5.MRI examination: It has high sensitivity and specificity for the diagnosis of superior mesenteric vein thrombosis, but its examination procedure is more complicated.
Diagnosis
Superior mesenteric vein thrombosis is mostly subacute in onset, and because of its atypical clinical manifestations, it is difficult to make a clear diagnosis in most cases before surgery or before death. Therefore, for patients with acute abdomen who present with clinical symptoms and severe abdominal pain without obvious signs, this disease should be considered and early diagnosis is possible by performing enhanced abdominal CT examination.
V. Treatment
Preoperative general treatment includes gastrointestinal decompression, fluid replacement, correction of dehydration, correction of acidosis, and transfusion of blood for anemia and shock should be given. There is less agreement on the use of antibiotics, but prophylactic application is advocated in view of the disruption of the intestinal mucosal barrier.
In patients with acute or subacute superior mesenteric vein thrombosis, heparin therapy should be started as soon as the diagnosis is made.
1. Surgical approach.
After the early diagnosis, early superior mesenteric vein dissection for thrombosis + continuous thrombolysis with pump placement in portal vein (or right gastroretinal vein) can remove the fresh thrombus in superior mesenteric vein and portal vein trunk, while continuous pumping of thrombolytic drugs such as urokinase or recombinant fibrinogen activator during and after portal vein placement can dissolve some tiny thrombus, which can improve the efficacy of thrombosis and avoid extensive small bowel necrosis This can improve the efficacy of embolization, avoid extensive small bowel necrosis, preserve as much small bowel as possible, and avoid short bowel syndrome.
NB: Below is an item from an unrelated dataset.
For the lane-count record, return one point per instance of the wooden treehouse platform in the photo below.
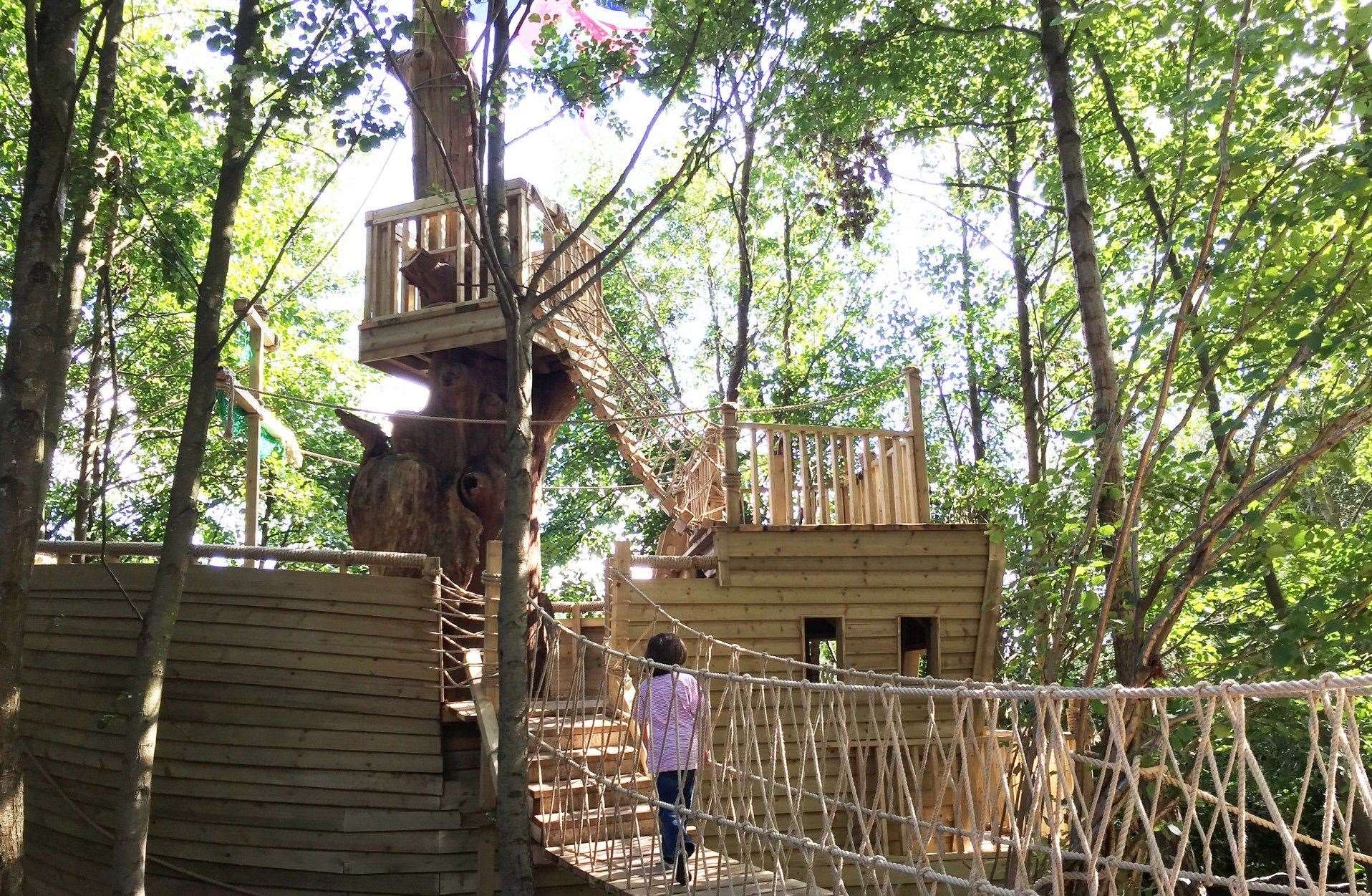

At present, the Department of Vascular Surgery of Peking University Hospital has saved the lives of a large number of patients with superior mesenteric vein thrombosis through this method.
2.Postoperative anticoagulation therapy.
The anticoagulant is low-molecular heparin as the first choice, and the oral anticoagulant warfarin is added for more than 3 months to maintain the international standardized ratio INR between 2~2.5. For those with hereditary disorders and chronic hypercoagulable blood, lifelong warfarin is required.